Se dice que por los bosques acecha un individuo monstruoso, más demonio que hombre, cuya presencia significa la muerte para quien lo vea. Aparece en solitario oculto entre las ramas, y muy pocos reparan en que está ahí. Si lo hacen, ya más nunca se vuelve a saber nada de ellos.
El motivo por el que es una criatura difícil de apreciar no es que sea pequeño o destaque poco, pues estas características nada tienen que ver con él; si no reparan en que está ahí es debido a que cuando lo ven, muchos lo confunden con las delgadas ramas de un árbol. Su sobrenatural altura y delgadez causan esta impresión a los que caminan despistados por los bosques.

Lo llaman Slenderman, y toda constancia que hay de su existencia está en fotos en donde se puede distinguir su presencia. Todo aquel que ha tenido la mala fortuna de encontrarse con él ya no ha podido volver para contarlo. Una vez que Slenderman los atrapa, nada queda de sus cuerpos; las ropas y los objetos personales yacen por los bosques como muestra de su trágico destino. Algunas de estas víctimas consiguen sacarle algunas fotos antes de desaparecer, que son las que ahora circulan por internet y que pronto podréis ver. También hay constancia de algunos videos gravados por personas antes de encontrarse con él; más todos se ven distorsionados a medida que el Slenderman se va aproximando, como muestra de su terrible presencia.
Debido a la poca información de la que se dispone sobre esta criatura, todo lo que hoy en día se conoce de él no son más que meras deducciones a raíz del poco material del que hay a mano . Ni sus verdaderas intenciones ni su comportamiento se han verificado todavía, ni nada se conoce de su naturaleza ni de su origen; lo único que se puede saber a ciencia cierta del Slenderman es su apariencia, y esto no es motivo ninguno de alegria, como más tarde se verá, ya que una criatura tan horrorosa solo podía tener una forma igualmente espantosa para aparecérsele a sus víctima. No por ser feo o monstruoso, pues realmente no lo es en exceso; sin embargo, ese aspecto tan poco natural y la certeza de que su presencia solo puede significar la muerte y la agonia de quienes lo han visto, lo vuelven una de las criaturas más horrendas jamás existentes y fruto de numerosas pesadillas en miles de personas.
Es un hombre, por llamarlo de alguna forma, de una delgadez y altura sobrehumanas, con unos miembros exageradamente alargados y tétricos. Viste un traje con corbata todo de negro, lo cual acentúa su apariencia siniestra, pues este le da un aspecto más rígido e inhumano, como si fuese una estatua maldita que trae consigo el sufrimiento. Pero, sin lugar a dudas, lo más tétrico de él en todas las fotos que hay es el rostro; en ninguna de ellas puede verse. A veces sale oculto en sombras, y otras con una máscara blanca que no deja ver sus facciones. Algunos aventuran que realmente esto no es una máscara y que en verdad carece de rasgos; no tiene ni nariz, ni ojos ni boca. Pero esto es solo una conjetura salida de tono. Lo cierto es que se desconoce la apariencia que tiene su cara.  Lo que si se conoce, y esto es lo más sobrenatural sobre el Slenderman, es que en algunas fotos se puede ver que tiene más de cuatro extremidades; unos tentáculos negros como su traje emergen de su espalda, oscilando entre las ramas como si fuese un pulpo.

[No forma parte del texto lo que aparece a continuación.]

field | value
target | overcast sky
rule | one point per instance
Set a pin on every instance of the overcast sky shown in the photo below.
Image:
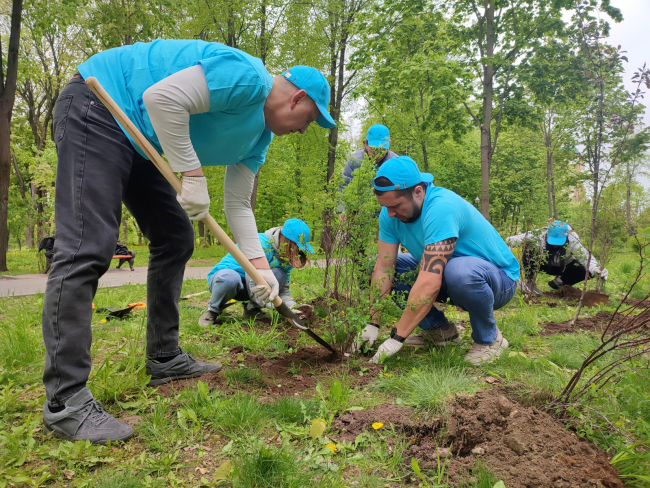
(632, 35)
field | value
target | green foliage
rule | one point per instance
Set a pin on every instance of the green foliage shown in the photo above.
(270, 467)
(430, 388)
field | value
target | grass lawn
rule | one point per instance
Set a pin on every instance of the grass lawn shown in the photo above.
(281, 414)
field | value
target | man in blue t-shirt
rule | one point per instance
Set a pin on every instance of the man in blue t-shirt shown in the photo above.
(201, 104)
(461, 257)
(286, 247)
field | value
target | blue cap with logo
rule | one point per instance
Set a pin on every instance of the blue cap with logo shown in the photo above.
(403, 172)
(297, 231)
(378, 136)
(557, 233)
(314, 83)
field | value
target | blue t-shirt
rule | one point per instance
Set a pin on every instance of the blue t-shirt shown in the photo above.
(232, 131)
(446, 215)
(228, 262)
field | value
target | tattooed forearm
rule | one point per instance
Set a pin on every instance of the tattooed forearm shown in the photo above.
(436, 256)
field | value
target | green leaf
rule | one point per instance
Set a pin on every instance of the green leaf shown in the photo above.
(318, 427)
(223, 471)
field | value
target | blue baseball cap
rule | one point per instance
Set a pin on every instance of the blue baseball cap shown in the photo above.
(297, 231)
(378, 136)
(314, 83)
(557, 233)
(403, 172)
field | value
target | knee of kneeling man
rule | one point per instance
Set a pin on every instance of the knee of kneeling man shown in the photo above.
(280, 275)
(457, 274)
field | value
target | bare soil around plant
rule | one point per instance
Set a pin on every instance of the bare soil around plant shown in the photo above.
(597, 324)
(525, 447)
(570, 294)
(285, 374)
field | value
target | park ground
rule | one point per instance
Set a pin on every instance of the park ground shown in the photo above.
(282, 413)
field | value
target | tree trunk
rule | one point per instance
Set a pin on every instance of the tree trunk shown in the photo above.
(628, 198)
(488, 96)
(7, 97)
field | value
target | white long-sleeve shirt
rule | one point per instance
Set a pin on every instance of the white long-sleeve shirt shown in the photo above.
(575, 247)
(169, 103)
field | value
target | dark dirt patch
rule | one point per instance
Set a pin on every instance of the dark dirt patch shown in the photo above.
(597, 323)
(525, 447)
(569, 293)
(286, 374)
(637, 303)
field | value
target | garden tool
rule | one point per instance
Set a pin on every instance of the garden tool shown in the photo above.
(208, 221)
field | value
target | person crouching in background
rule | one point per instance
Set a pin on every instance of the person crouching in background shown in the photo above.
(285, 247)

Aqui se puede ver su silueta al fondo.


Hay una foto en concreto, confidencial de la policía hasta hace poco, en donde se puede ver nítidamente al Slenderman en un parque, cerca de unos niños, y que ha originado la teoria de que tiene preferencia por secuestrar a estos últimos.
Y no es esta la única, pues hay muchas fotos en donde sale el Slenderman acechando a niños; y, por lo regular, suele aparecer más al descubierto si están cerca.



Tambié se tiene confirmado que Slenderman no aparece únicamente por los bosques. Si la víctima le resulta especialmente atrayente, puede llegar a presentarse en cualquier parte. Se tiene la teoria de que prefiere mirar por la ventana antes de entrar en las casas, sin importar la altura a la que esté. Todo esto no son más que conjeturas que se deducen a partir de los videos y de las fotos, pues realmente nadie puede afirmarlo.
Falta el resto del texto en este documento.